Thus, vitamin E stabilisation of UHMWPE was introduced as an alternative method to provide oxidation resistance without sacrificing some of the fatigue strength [55]. There are two methods by which vitamin E can be incorporated into radiation crosslinked UHMWPE. The first is blending of the liquid antioxidant with UHMWPE resin powder, consolidating the mixture by compression molding and irradiating the consolidated blend for crosslinking [8, 36, 52, 58]. Because vitamin E can also act as a free radical scavenger during irradiation, the crosslinking efficiency of UHMWPE is lowered in the presence of vitamin E [52, 58] and the vitamin E concentration in the blend is limited to less than 0.3 wt% [51]. In addition, the radiation dose has to be optimised as it is necessary to expose a vitamin E blend to a higher dose irradiation than virgin UHMWPE to obtain a desired crosslinking or wear rate. Nevertheless, this vitamin E-stabilised UHMWPE is promising in decreasing oxidation of irradiated UHMWPE [36, 39] and can have low wear rates if the vitamin E concentration and radiation dose are optimised [51, 52]. Recently, medical grade UHMWPE resin supplier Ticona (Florence, KY) announced its large-scale production of vitamin E-containing resin for various ultimate applications, and a 0.1 wt% vitamin E-containing, 91-kGy irradiated UHMWPE acetabular cup was implanted in Switzerland in 2009 (Mathys). The second approach, which we will describe in detail in this review, is diffusing vitamin E into already consolidated and radiation crosslinked UHMWPE. Using this method, the amount of incorporated vitamin E is not limited by the crosslink density, but the saturation limit of the crosslinked polymer at body temperature, which is approximately 0.7 wt%. Total hip implants manufactured from 100-kGy irradiated, vitamin E-diffused and terminally gamma sterilised UHMWPEs have been clinically used since 2007 (Fig. 2). Prospective, randomised clinical studies, including an RSA study based at our institution are underway.

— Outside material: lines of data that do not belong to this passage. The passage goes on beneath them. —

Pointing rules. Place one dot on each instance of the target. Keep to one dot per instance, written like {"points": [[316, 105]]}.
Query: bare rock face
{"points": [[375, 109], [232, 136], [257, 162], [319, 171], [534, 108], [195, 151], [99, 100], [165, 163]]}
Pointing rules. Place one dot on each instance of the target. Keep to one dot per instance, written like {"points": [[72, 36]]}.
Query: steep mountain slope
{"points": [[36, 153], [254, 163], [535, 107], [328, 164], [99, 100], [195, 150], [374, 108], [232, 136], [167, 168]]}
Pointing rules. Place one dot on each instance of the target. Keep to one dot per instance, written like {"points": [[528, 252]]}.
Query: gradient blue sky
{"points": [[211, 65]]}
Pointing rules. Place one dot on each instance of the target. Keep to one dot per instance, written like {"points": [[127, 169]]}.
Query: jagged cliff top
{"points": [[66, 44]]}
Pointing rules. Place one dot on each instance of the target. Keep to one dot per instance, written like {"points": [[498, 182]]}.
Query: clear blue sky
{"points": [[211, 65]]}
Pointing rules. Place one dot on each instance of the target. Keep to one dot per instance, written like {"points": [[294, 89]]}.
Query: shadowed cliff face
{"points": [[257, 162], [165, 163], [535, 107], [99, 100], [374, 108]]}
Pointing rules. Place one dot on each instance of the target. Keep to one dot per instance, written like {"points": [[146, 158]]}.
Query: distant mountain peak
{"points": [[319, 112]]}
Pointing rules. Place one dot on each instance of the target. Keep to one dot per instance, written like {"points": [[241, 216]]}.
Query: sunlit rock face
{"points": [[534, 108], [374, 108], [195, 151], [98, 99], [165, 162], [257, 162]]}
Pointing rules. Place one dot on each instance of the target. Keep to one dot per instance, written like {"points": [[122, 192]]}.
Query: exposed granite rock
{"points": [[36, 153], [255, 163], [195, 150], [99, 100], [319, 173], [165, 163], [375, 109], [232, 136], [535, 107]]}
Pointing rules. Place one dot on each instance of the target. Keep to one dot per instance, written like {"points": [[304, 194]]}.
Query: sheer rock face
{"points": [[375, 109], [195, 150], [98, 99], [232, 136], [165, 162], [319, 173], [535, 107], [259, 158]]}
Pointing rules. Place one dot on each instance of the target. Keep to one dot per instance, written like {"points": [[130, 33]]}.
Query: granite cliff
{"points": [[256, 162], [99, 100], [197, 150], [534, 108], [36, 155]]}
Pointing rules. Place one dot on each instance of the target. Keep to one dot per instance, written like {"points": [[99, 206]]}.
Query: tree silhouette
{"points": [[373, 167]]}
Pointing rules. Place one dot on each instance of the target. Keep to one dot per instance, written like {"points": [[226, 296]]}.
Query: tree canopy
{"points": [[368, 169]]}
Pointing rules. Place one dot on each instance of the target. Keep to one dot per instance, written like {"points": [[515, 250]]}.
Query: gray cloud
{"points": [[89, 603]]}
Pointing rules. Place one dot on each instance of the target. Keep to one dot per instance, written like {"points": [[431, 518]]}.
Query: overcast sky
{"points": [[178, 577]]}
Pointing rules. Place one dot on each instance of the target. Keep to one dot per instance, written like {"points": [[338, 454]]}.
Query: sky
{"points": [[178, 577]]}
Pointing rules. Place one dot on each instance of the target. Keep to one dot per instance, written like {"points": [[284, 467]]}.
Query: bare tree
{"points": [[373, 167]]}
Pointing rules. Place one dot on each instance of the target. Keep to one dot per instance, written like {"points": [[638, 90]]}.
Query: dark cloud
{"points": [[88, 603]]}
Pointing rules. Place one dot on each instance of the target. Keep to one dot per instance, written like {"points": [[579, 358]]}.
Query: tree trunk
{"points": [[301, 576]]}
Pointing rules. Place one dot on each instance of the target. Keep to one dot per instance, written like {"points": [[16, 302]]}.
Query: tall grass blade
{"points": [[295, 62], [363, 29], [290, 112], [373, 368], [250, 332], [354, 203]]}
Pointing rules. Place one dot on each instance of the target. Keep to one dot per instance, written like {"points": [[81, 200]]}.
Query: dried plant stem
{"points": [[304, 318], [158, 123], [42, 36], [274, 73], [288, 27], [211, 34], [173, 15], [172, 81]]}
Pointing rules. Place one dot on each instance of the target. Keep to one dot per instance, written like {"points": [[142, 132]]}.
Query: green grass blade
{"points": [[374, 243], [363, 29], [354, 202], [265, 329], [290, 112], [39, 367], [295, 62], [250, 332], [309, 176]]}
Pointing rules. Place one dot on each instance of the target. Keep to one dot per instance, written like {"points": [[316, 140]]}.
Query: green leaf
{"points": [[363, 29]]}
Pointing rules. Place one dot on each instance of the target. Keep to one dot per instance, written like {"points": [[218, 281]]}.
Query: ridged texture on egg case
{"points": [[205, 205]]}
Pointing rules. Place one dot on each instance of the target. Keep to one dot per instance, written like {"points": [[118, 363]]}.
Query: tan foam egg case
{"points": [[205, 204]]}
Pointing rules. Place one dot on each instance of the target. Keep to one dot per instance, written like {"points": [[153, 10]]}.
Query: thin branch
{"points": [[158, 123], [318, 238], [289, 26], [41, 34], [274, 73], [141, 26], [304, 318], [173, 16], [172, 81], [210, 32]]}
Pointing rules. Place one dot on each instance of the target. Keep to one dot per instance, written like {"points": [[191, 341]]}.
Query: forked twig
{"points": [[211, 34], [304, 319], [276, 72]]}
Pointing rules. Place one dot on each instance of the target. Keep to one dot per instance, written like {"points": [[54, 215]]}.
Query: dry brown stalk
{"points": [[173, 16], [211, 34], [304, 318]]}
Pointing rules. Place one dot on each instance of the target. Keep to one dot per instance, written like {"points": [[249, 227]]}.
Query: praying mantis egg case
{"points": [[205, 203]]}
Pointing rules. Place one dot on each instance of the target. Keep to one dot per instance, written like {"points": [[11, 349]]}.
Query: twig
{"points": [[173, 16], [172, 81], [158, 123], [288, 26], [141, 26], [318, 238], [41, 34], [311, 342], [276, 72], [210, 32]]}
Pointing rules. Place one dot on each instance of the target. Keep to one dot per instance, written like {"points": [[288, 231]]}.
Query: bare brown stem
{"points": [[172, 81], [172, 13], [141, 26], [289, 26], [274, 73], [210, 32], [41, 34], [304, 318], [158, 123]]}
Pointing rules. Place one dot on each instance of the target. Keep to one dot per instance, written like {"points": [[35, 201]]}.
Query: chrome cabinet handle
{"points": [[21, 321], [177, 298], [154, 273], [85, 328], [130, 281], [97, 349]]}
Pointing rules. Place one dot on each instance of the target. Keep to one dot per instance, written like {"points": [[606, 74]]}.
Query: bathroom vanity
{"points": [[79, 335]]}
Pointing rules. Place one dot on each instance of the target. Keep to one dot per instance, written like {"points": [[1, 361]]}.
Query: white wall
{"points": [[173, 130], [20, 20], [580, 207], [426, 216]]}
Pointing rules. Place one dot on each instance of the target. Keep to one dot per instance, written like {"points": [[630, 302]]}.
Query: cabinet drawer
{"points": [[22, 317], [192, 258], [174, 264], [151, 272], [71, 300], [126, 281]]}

Rationale for the use of vitamin E
Vitamin E is the most abundant and effective chain-breaking antioxidant present in the human body, whose major physiological role is to react with free radicals in cell membranes and protect polyunsaturated fatty acids from degradation due to oxidation [57]. Oxidation of polyunsaturated fatty acids results in active free radicals (LOO•, LO•. The antioxidant activity of vitamin E (RRR-α-tocopherol in vivo) is due to hydrogen donation from the phenolic OH group on the chroman ring to a free radical on the oxidised lipid chain. Hydrogen abstraction results in a tocopheryl free radical, which can combine with another free radical. Therefore, tocopherol can theoretically prevent two peroxy free radicals from attacking other fatty acid chains and producing more free radicals [9, 10, 31]. Therefore, the cascading nature of oxidation is stopped, and oxidative damage can be prevented.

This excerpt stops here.